No entanto, o Plano Real caiu como um raio que de cara acabou com a hiper-inflação. A inflação até dezembro de 1993 que era de 916% a.a. no final de 1994, após a implantação do Plano Real em jul/94, já era de 22 % a.a. Na sequência e já no governo de FHC, em 1998, a inflação anual foi de inacreditáveis 1,66% a.a. . Por conta do sucesso do Plano Real, FHC é reeleito nesse mesmo ano.

A partir do segundo mandato de FHC a economia desanda, com taxas de juros muito elevadas, pouco investimento em infra-estrutura, redução do emprego e programa de privatizações discutíveis em algumas decisões e com denúncias de corrupção de compra de votos para a aprovar a reeleição. O governo FHC entra em declínio.

Lula, que tinha sido contra o Plano Real, alegando que viriam o arrocho salarial e o desemprego, argumentos muito utilizados pela oposição de esquerda, cresce na disputa eleitoral e pela quarta vez concorrendo à Presidência se elege em 2002, batendo José Serra, candidato de FHC.

Lula, no entanto, um pouco antes de sua eleição, em 22.06.2002, escreve a Carta ao Povo Brasileiro (http://www.iisg.nl/collections/carta_ao_povo_brasileiro.pdf) com o intuito de tranquilizar a opinião pública internacional em especial e sem dizer isso, adere ao Plano Real, incorporando os programas sociais desenvolvidos por Ruth Cardoso no Comunidade Solidária e a Rede de Proteção Social com doze programas de assistência à população carente, rebatizados de Fome Zero no seu governo.

O Governo Lula foi o segundo governo social-democrata eleito em 2002 e reeleito em 2004. O seu primeiro mandato foi festejado praticamente por todos, incluindo a oposição que preferiu silenciar.

Ajudado pelo Plano Real e pelo crescimento mundial muito positivo, o primeiro governo Lula obteve bastante sucesso interno e externo com direito a discursos elogiados na ONU e a aprovação de ninguém menos que Obama, recém-eleito nos Estados Unidos.

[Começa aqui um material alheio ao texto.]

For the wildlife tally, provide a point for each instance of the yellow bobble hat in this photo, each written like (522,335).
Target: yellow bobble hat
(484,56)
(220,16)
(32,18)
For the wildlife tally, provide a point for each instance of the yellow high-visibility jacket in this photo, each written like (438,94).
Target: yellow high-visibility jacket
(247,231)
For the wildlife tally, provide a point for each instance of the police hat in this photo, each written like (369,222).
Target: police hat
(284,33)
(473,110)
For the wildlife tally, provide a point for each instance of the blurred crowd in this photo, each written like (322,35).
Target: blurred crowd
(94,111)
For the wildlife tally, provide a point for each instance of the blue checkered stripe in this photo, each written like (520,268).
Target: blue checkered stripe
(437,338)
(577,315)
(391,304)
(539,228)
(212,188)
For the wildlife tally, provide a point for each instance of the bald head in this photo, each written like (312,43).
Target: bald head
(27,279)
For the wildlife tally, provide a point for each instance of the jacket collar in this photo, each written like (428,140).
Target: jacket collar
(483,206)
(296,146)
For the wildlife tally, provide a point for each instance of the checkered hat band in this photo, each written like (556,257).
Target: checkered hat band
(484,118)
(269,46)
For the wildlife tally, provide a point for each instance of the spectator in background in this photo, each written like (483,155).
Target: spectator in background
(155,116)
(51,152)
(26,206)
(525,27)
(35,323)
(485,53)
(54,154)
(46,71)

O governo Lula que já era intimamente ligado a José Sarney pelo PMDB e amigo pessoal de Lula nessa altura, termina com fortes denúncias de corrupção para obtenção de apoios da sua base aliada (o Mensalão) e de aparelhamento do Estado com aumento de ministérios e cargos públicos para atender a todos que antes eram oposição ao governo como Collor, Moreira Franco e Maluf.

Mesmo assim, em 2008 a eleição de Dilma Roussef, Chefe da Casa Civil de Lula, até pouco antes no PDT e desconhecida do povo brasileiro por conta da sua carreira técnica nos governos do RGS, é uma vitória pessoal de Lula que contra todos no partido, aposta em Dilma. Em sua competência para governar.

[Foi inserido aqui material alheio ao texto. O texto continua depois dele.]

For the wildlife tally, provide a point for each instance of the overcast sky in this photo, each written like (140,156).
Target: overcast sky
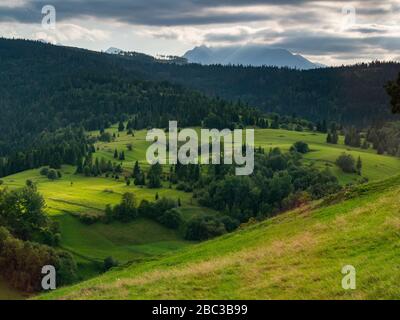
(329,32)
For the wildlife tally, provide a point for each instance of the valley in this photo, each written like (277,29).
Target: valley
(144,240)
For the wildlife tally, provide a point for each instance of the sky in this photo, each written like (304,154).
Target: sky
(325,31)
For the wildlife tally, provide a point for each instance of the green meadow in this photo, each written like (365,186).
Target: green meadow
(297,255)
(145,240)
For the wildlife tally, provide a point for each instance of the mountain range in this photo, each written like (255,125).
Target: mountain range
(249,55)
(252,55)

No meio da gestão Dilma, os principais acusados e condenados no processo do Mensalão de Lula (José Dirceu, Genoíno, Marcos Valério, Delúbio Soares, Roberto Jefferson etc..) estão presos por decisão do STF, comandado pelo seu presidente, Ministro Joaquim Barbosa indicado por Lula ao STF anteriormente.

As obras de infra-estrutura enfrentam atrasos monumentais e a Copa do Mundo é realizada num clima de manifestações reivindicatórias de melhor qualidade na saúde, educação, segurança, infraestrutura e reformas política e tributária, a partir de junho de 2013, nunca vistas antes no Brasil, porque expontâneas e sem lideranças conhecidas.

O governo Dilma que tinha ido bem em seu primeiro ano, enfrenta novos escândalos, de propinas dadas agentes do governo pelas empresas que vai num crescendo até estourar no mais danoso e recente escândalo envolvendo nada mais do que a Petrobrás, a jóia da República.

Para competir com Dilma na sua tentativa de reeleição aparecem, com força, dois candidatos importantes por diferentes motivos.

Marina Silva, já no PSB como vice de Eduardo Campos, é guindada à candidata na disputa presidencial após o trágico acidente aéreo que mata o neto de Arraes. 

Marina é dissidente do PT, ex-ministra de Lula e ambientalista de renome internacional. Ela tentou legalizar a Rede, como partido próprio, mas não conseguiu, segundo alguns dizem, por manobras de bastidores da base aliada do PT que impediram seu registro.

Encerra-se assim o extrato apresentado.